We use our own spidering software to automatically crawl each website on the platform. If you're not seeing any data in the Content 360 module, then there could be a number of causes for this:
- IP blocking - your server could simply be blocking our crawler server by blocking our IP). If this is the case, there is no way around this unless you remove this block. Our bot will show up in your server logs as follows:
126.96.36.199 Mozilla/5.0 (compatible; linkdexbot/2.1; +http://www.linkdex.com/bots/)
- Robots.txt blocking - as you can see, our crawler is called linkdexbot. If your robots.txt includes a link blocking this user agent, then we will follow good practice, obey that instruction and not crawl your site. You would need to get this restriction removed if you want us to be able to crawl the site. If you fix the issue with robots.txt, please let us know by logging a ticket with our support team (firstname.lastname@example.org) and we will restart both jobs.
NB: if you're comparing crawl number with Google's number of pages indexed (use the site: Google 'hack'), then there will be a number of reason why these numbers can vary considerably. Apart from the points already outlined above, you also need to consider the following:
- 404s - we won't count 404s as pages crawled, but will report those in the Deadlinks module. However, Google may include these in its total number of indexed pages.

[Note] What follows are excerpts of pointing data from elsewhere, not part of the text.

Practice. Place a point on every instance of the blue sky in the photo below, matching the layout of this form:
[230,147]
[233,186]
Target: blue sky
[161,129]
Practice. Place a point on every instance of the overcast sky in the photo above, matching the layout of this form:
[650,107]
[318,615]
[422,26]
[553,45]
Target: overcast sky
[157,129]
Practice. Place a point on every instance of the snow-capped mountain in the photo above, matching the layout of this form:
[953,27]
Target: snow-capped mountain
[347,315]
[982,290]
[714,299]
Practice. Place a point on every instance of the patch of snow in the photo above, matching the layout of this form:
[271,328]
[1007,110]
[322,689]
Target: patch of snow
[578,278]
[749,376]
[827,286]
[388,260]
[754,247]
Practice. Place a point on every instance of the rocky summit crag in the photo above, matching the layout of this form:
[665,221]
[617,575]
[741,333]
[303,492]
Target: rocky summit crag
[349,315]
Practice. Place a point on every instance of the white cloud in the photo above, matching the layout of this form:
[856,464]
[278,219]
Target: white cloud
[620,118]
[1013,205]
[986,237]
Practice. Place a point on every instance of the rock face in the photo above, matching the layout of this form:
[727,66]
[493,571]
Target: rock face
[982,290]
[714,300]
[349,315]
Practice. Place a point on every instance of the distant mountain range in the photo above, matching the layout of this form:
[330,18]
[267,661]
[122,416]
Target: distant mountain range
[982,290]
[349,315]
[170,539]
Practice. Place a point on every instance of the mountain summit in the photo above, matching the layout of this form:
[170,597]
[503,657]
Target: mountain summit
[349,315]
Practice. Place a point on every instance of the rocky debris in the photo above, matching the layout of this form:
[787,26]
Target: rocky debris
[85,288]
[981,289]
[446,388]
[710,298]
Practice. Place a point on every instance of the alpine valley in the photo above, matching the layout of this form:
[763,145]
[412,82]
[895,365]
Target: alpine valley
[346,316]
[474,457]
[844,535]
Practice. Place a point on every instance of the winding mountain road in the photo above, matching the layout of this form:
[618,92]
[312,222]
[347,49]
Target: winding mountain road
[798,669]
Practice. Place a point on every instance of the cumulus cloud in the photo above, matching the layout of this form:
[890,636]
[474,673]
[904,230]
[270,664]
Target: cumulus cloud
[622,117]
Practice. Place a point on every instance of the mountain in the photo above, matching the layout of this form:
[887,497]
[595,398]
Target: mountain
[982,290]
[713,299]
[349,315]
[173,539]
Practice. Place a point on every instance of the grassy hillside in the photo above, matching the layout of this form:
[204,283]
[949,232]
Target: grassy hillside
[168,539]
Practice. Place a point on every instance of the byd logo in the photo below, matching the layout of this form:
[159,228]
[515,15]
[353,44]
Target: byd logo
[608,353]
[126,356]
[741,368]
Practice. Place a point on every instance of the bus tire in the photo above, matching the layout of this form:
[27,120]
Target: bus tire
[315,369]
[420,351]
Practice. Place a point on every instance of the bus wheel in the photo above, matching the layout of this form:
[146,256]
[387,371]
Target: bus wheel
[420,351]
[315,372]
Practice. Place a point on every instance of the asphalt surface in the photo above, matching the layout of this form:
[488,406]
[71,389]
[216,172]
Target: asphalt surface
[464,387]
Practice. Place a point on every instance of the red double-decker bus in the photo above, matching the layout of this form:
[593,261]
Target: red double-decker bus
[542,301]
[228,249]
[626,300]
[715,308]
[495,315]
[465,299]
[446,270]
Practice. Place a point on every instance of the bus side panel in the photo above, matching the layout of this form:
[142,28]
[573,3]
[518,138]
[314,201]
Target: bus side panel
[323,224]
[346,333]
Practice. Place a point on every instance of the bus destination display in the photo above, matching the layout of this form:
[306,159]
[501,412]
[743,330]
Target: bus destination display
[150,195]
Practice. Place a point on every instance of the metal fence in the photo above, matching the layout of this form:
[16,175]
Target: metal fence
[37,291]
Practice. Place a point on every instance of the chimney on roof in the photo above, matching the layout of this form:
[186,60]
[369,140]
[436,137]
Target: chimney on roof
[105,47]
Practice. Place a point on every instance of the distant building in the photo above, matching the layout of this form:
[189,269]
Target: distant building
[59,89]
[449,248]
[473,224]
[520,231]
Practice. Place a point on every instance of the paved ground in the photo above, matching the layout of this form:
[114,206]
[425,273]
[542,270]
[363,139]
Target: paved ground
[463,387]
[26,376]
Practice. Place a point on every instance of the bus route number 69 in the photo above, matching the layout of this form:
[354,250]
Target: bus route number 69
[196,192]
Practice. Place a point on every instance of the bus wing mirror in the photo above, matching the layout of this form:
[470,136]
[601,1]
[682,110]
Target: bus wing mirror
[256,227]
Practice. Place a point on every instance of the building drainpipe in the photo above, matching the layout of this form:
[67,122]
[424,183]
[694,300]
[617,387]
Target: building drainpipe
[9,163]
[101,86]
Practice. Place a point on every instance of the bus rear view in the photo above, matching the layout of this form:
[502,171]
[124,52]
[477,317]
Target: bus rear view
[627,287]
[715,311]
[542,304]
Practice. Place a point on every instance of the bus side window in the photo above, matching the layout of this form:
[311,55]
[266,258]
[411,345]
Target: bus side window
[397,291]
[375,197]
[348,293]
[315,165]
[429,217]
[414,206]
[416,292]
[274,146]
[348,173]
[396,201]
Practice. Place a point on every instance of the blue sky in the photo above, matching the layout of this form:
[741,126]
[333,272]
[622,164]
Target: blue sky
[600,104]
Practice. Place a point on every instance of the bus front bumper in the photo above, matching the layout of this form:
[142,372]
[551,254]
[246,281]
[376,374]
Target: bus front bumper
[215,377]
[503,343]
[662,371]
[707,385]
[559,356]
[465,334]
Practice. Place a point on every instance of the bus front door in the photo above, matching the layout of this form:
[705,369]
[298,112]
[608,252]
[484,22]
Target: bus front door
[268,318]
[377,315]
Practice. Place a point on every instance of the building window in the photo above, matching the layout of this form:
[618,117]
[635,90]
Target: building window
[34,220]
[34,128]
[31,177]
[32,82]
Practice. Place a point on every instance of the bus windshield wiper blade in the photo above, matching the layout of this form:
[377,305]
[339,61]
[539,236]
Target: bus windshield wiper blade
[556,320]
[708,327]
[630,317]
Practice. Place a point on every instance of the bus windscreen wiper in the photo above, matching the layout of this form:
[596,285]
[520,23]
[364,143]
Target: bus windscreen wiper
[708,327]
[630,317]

- Orphaned pages - Google may index these if it has another way of finding them (from external backlinks from other unique domains). Remember, we won't see these as we're spidering internal links only.
- The site: hack may include sub domains which we will ignore as our spidering software will consider all sub domains as off domain links and will not follow them; Google, however, may be giving you an number of pages indexed for the whole domain. You can easily verify this by running a site: hack and flicking the sample results Google returns.